B.3 Parameters for calculating PCS and MCS measures 44

B.4 Health status of people with very low and very high PCS and

MCS measures 45

B.5 Descriptive statistics, by gender and employment status 52

B.6 Effects of target illnesses on measures of physical and mental

health, selected sources 58

B.7 Preferred estimates of the effects of target conditions on

physical and mental health summary measures 59

B.8 Definition of variables used in regression analysis 62

B.9 SDAC descriptive statistics 63

B.10 Physical and mental component summary regressions 64

C.1 Probit selection equation coefficient estimates 66

C.2 Wage equation coefficient estimates 67

VI ACKNOWLEDGMENTS

Acknowledgments

The authors wish to thank the following people for their help and advice in the

production of this paper. At the Melbourne Institute of Applied Economic and

Social Research Dr Lixin Cai. At RMIT University Professor Tim Fry. At the

Productivity Commission Bernie Wonder, Dr Michael Kirby, Lisa Gropp, Dr Jenny

Gordon, Dr Patrick Jomini, Dr Patrick Laplagne, Dr John Salerian and Dr Lou Will.

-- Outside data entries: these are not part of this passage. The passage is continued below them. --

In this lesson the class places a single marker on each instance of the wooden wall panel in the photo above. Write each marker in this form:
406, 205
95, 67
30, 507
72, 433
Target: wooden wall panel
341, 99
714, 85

This paper uses a confidentialised unit record file from the Household, Income and

Labour Dynamics in Australia (HILDA) survey. The HILDA Project was initiated

and is funded by the Commonwealth Department of Families, Housing, Community

Services and Indigenous Affairs (FaHCSIA) and is managed by the Melbourne

Institute of Applied Economic and Social Research (MIAESR). The findings and

views reported in this paper, however, are those of the Productivity Commission

staff involved and should not be attributed to either FaCSIA, the MIAESR or the

Productivity Commission.

ABBREVIATIONS VII

Abbreviations

Abbreviations

AME average of the marginal effects

BMI body mass index

COAG Council of Australian Governments

CURF Confidentialised Unit Record File

DSP Disability Support Pension

GAD generalised anxiety disorder

GDP gross domestic Product

HILDA Household, Income and Labour Dynamics in Australia

MCS mental component summary

MDD major depressive disorder

MEM marginal effect at the sample mean

MER marginal effect at a representative value of the independent

variables

MOS Medical Outcomes Survey

NESB Non-English speaking background

NHS National Health Survey

NRA National Reform Agenda

PC Productivity Commission

PCS physical component summary

SDAC Survey of Disability, Ageing and Carers

USGP United States General Population

VET Vocational Education and Training

VIII GLOSSARY

Glossary

Cross-section

data

One-off snapshot of the characteristics of a group of

individuals

Endogeneity bias The bias affecting the coefficients of an estimated equation

in which one (or more) of the explanatory variables is

correlated with the error term

Human capital The set of attributes that makes it possible for individuals

to work and contribute to production

Labour force

participation

A participant in the labour force is a person aged 15 years

or over, and who is either employed or unemployed

Labour

productivity

An indicator of output per hour worked

Marginal effect For a binary variable: the effect on the dependent variable

of the binary variable changing from 0 to 1. For a

continuous variable: the effect on the dependent variable of

a one-unit change in the continuous variable

Panel data Repeated observations over time on the characteristics of

the same individuals

Pooled cross￾sections data

A collated series of snapshots of the characteristics of

different individuals over time

Self-assessed

health

A summary measure of a person’s overall health status, as

determined by that person

SF-36 A self-reported measure of physical and mental health

designed for comparing functional health and wellbeing

and the relative burden of diseases, across diverse

populations

Subjective health A summary measure of a person’s overall health status, as

GLOSSARY IX

measure determined by that person

True health A summary measure of a person’s overall real health

status, not determined by that person

Unobserved

heterogeneity

Describes the case when unobserved characteristics of a

person jointly influence two (or more) of the variables

being modelled, including the dependent variable

Tải ngay đi em, còn do dự, trời tối mất!